Selvaraj’s well-written and perfectly performed film took us into the psyche of the film’s titular character, a young low-caste man who endures violence and humiliation for befriending an upper-caste woman in his college. While Perumal made us feel the pain and anguish of a survivor of caste violence, the character of Thatha Maistry, who specialises in executing men and women who dare to cross caste boundaries, sent shivers down the spine.
Karate Venkatesan’s character has a spectral presence in the film. As and when upper caste families commission him to “resolve” matters of inter-caste relationships – often involving their children – Venkatesan’s Thatha gets on his bicycle and coldly executes those men and women. The effective and horrifying Maistry doesn’t say much throughout the entire film – he just quietly kills as if it were an everyday chore.
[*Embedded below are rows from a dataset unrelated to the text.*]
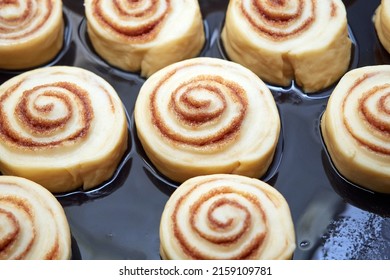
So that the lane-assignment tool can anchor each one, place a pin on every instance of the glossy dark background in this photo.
(333, 218)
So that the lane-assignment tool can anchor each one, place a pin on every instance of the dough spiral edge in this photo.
(226, 217)
(290, 37)
(31, 33)
(356, 127)
(56, 128)
(34, 225)
(145, 35)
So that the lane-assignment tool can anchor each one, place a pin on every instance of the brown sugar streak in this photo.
(372, 121)
(24, 21)
(251, 250)
(280, 19)
(141, 33)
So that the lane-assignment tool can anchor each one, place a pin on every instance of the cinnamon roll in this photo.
(356, 127)
(31, 32)
(226, 217)
(305, 40)
(33, 224)
(144, 35)
(62, 127)
(206, 115)
(382, 24)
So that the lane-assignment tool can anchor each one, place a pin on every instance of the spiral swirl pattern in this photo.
(144, 35)
(134, 21)
(291, 36)
(281, 20)
(33, 223)
(61, 122)
(360, 106)
(43, 113)
(31, 32)
(382, 24)
(226, 217)
(204, 112)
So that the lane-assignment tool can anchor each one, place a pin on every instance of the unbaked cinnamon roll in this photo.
(206, 115)
(144, 35)
(33, 224)
(305, 40)
(31, 32)
(62, 127)
(226, 217)
(382, 24)
(356, 127)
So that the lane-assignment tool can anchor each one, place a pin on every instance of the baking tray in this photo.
(333, 218)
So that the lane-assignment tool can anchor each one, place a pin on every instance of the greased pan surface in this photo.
(333, 218)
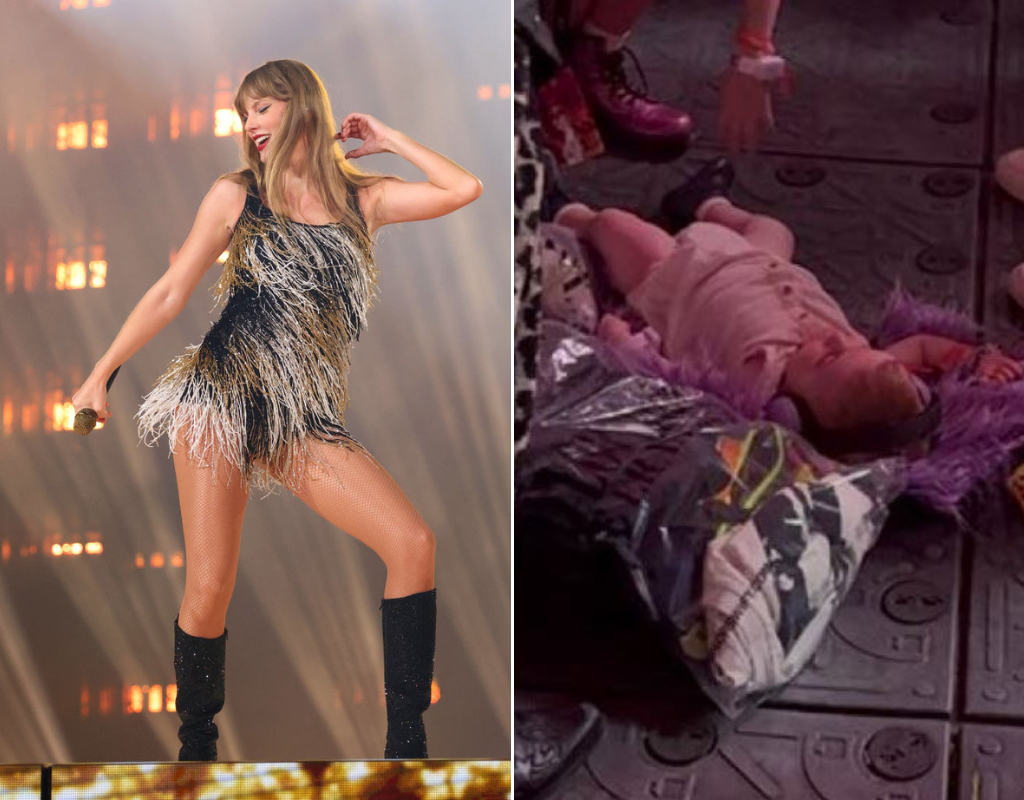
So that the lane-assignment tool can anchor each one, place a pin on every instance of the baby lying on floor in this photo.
(724, 288)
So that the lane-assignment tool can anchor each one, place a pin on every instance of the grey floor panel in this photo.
(774, 754)
(892, 644)
(873, 79)
(995, 639)
(1009, 119)
(990, 763)
(1006, 249)
(859, 226)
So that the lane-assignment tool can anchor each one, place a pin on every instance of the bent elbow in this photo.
(472, 191)
(170, 301)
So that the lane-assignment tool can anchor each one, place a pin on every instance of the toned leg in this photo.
(213, 504)
(628, 245)
(353, 492)
(211, 515)
(762, 232)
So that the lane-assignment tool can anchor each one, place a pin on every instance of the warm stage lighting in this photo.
(175, 122)
(64, 416)
(99, 133)
(97, 275)
(76, 275)
(225, 122)
(156, 699)
(78, 135)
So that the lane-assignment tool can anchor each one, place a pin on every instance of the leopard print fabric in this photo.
(528, 191)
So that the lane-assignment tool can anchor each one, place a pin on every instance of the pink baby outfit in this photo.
(743, 309)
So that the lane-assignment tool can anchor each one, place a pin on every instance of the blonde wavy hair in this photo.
(307, 115)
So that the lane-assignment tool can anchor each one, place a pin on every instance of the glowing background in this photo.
(109, 139)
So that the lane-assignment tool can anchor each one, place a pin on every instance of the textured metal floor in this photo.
(882, 165)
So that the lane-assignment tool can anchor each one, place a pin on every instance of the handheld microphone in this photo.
(86, 419)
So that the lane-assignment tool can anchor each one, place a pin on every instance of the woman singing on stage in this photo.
(260, 401)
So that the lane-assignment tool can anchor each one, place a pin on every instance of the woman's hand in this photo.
(375, 134)
(92, 395)
(993, 367)
(745, 111)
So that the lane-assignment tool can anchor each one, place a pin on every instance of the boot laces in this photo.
(612, 70)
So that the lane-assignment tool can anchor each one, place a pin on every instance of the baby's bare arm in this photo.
(927, 351)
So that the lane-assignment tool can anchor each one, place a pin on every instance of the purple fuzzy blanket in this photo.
(982, 425)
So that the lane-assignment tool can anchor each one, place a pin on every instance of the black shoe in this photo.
(679, 206)
(409, 625)
(552, 735)
(199, 668)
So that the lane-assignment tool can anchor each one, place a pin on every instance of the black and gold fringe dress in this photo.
(271, 371)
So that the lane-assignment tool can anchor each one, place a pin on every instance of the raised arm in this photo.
(446, 188)
(165, 299)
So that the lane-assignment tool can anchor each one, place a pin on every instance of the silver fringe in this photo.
(284, 349)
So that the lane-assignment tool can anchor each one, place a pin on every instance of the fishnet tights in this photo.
(349, 489)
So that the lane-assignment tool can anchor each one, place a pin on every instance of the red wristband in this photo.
(749, 42)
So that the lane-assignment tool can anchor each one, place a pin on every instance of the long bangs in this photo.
(259, 83)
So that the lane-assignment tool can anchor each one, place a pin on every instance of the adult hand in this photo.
(995, 368)
(92, 395)
(744, 111)
(374, 133)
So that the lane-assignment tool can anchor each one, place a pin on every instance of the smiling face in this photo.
(263, 116)
(848, 383)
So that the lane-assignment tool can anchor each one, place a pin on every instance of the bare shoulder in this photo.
(370, 196)
(223, 203)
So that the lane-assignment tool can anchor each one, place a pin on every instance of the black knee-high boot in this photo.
(199, 667)
(410, 625)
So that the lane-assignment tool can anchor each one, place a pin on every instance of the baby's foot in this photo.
(1010, 173)
(576, 216)
(613, 329)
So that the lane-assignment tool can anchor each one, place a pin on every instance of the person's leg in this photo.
(628, 245)
(213, 504)
(353, 492)
(762, 232)
(211, 516)
(614, 16)
(594, 50)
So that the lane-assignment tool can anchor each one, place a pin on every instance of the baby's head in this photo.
(849, 387)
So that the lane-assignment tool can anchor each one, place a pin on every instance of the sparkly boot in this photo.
(409, 625)
(199, 668)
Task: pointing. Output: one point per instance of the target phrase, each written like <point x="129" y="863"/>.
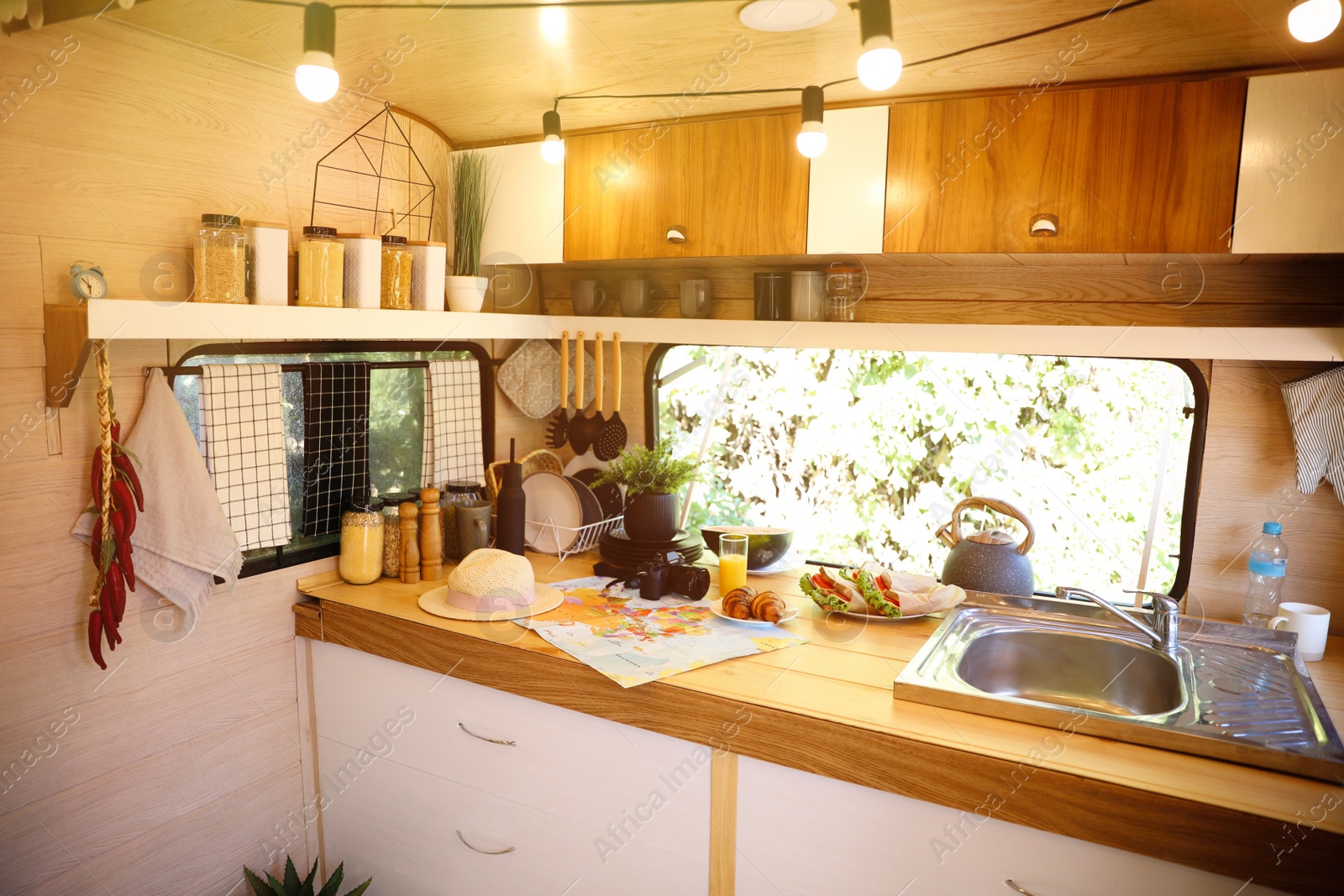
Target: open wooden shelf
<point x="131" y="318"/>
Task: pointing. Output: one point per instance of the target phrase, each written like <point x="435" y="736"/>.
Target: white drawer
<point x="591" y="770"/>
<point x="862" y="841"/>
<point x="400" y="825"/>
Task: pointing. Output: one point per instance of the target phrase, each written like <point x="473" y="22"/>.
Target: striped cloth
<point x="454" y="448"/>
<point x="1316" y="410"/>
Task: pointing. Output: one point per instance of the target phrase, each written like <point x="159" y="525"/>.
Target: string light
<point x="812" y="137"/>
<point x="553" y="147"/>
<point x="879" y="65"/>
<point x="316" y="76"/>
Dhevadarshini as Shubhashini in 96
In Premkumar’s directorial debut 96, Dhevadharshini’s character Shubhashini is in an unenviable position. As a child, Shubhashini was forced to be the mediator, messenger and pacifier between the childhood lovers Ram and Janaki. Ram and Janaki’s love story didn’t go anywhere, and Ram, who Shubhashini is more close to, has been a wreck ever since.
Twenty-two years later, when Ram (Vijay Sethupathi) and Janaki (Trisha) meet again at a school reunion, Shubhashini is understandably scared. Her mediation skills are sought once again. Subhashini, now eight months pregnant, stands up to the task wearily. Dhevadharshini makes Shubhashini extremely relatable and endearing. In a film dedicated to its two central characters, Dhevadharshini’s pitch-perfect performance makes Shubhashini stand out.
Ameer as Rajan in Vada Chennai
The character who infuses a sense of morality and idealism into Vetrimaaran’s blood-soaked universe in Vada Chennai is Ameer’s Rajan.
Not without reason is Rajan hailed as the undisputed king of the sea – he knows how to take care of the people of Vada Chennai as well as keep potential power-hungry rebels at bay. Director Ameer’s performance as the unlikely hero and father figure makes Rajan a character worth rooting for. It also explains why Dhanush’s Anbu models himself on Rajan.